Mash-up on the menu as investor says Just Eat shareholders back merger
Just Eat shareholder Cat Rock Capital Management LP's push to start merger talks by the Londonlisted takeaway ordering website has found “strong support” from stakeholders, the US-based activist investor said on Wednesday.
Cat Rock Capital, which has stakes in both Just Eat and Dutchlisted Takeaway.com, said Just Eat could generate “significant value” by negotiating a merger.
“We have been encouraged to hear that several other Just Eat shareholders have (told) the board that it should be engaging in merger discussions with well-run industry peers,” Cat Rock said.
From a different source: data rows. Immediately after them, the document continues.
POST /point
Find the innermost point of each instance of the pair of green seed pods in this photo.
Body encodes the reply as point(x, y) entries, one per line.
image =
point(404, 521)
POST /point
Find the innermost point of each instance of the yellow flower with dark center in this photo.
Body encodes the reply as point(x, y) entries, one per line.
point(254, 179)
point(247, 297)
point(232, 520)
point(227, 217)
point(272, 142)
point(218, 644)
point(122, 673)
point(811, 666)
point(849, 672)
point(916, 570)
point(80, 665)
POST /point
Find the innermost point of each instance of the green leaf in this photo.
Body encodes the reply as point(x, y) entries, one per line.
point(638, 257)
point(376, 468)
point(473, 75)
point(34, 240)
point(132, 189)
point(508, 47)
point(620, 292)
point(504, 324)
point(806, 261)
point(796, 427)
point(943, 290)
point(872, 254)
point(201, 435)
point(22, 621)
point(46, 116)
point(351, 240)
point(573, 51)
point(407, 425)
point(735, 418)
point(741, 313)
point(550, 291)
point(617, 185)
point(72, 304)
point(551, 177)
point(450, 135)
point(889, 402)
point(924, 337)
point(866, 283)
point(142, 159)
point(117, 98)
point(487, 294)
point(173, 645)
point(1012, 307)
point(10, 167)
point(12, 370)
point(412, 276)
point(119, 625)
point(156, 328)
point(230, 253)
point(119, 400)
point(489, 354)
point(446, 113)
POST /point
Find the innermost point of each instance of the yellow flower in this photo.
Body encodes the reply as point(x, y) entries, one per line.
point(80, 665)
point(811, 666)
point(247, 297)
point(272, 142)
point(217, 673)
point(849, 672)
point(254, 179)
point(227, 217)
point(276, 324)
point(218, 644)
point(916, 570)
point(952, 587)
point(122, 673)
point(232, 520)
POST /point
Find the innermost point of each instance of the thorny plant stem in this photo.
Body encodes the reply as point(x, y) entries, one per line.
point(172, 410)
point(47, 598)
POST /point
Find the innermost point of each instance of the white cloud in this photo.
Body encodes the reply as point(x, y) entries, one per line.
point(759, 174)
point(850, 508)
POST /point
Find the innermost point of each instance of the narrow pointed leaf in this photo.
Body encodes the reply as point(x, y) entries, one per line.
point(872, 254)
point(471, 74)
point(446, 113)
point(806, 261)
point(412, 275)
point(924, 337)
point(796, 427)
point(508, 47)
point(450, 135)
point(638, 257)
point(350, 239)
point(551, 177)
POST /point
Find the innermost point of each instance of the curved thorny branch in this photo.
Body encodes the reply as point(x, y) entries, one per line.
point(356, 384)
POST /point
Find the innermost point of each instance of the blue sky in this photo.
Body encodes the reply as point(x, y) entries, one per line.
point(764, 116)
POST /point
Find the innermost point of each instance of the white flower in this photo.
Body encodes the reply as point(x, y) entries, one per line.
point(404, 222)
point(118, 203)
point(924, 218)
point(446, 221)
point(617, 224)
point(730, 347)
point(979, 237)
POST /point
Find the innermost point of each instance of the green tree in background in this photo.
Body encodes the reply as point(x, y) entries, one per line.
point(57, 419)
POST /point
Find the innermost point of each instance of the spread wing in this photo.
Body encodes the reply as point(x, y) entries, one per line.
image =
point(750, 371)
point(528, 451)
A week ago, the activist investor had urged Just Eat to pursue merger talks with a peer such as Takeaway.com, saying it did not trust the board to get the appointment of a new CEO right.
Just Eat CEO Peter Plumb left the company last month following criticism from Cat Rock and some other shareholders about his plan to increase earnings.
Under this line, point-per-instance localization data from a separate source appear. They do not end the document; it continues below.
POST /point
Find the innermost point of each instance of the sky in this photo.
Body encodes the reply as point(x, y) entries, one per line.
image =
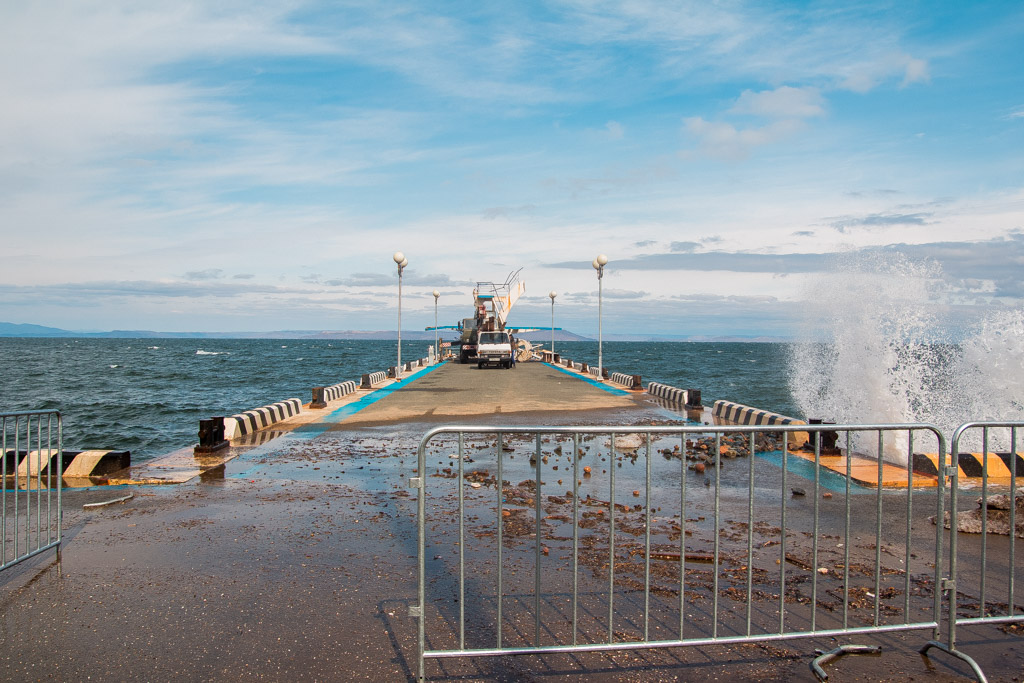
point(253, 166)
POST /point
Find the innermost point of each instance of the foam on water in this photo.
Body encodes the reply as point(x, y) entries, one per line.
point(881, 346)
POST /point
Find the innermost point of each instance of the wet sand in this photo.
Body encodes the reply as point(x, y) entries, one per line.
point(297, 561)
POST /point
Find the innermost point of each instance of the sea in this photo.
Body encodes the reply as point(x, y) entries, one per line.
point(147, 395)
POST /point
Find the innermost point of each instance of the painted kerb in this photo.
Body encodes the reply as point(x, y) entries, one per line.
point(32, 457)
point(699, 561)
point(989, 585)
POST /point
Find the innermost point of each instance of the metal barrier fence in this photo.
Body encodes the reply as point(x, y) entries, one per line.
point(669, 537)
point(1005, 463)
point(31, 456)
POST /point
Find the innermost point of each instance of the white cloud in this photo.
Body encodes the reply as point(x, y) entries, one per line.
point(783, 102)
point(614, 130)
point(916, 72)
point(725, 141)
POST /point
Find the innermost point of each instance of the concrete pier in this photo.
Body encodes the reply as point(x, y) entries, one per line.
point(295, 558)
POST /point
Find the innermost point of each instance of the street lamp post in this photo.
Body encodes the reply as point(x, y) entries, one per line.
point(552, 294)
point(437, 350)
point(599, 264)
point(401, 261)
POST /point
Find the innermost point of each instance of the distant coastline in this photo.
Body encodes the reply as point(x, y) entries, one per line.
point(39, 331)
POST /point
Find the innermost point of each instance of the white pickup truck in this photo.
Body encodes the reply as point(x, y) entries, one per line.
point(494, 347)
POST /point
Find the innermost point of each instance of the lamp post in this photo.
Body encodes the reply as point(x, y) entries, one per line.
point(552, 294)
point(401, 261)
point(437, 350)
point(599, 264)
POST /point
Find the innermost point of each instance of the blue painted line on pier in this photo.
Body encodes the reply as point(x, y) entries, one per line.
point(314, 429)
point(827, 479)
point(588, 380)
point(348, 410)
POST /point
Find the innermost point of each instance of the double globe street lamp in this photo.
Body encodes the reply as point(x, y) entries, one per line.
point(598, 264)
point(552, 294)
point(437, 351)
point(401, 261)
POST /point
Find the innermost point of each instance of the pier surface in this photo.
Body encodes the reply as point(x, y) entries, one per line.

Cat Rock, founded by Alex Captain, has complained that the company had become the world's worst-performing online food delivery stock.
In December, it suggested Just Eat should consider selling businesses such as its stake in Brazilian market leader iFood.
Shares of the company were up 1.5 percent in early trading. The stock lost a quarter of its value in 2018, after enjoying rapid expansion since its 2014 float. The slump forced it out of London's blue-chip index in December.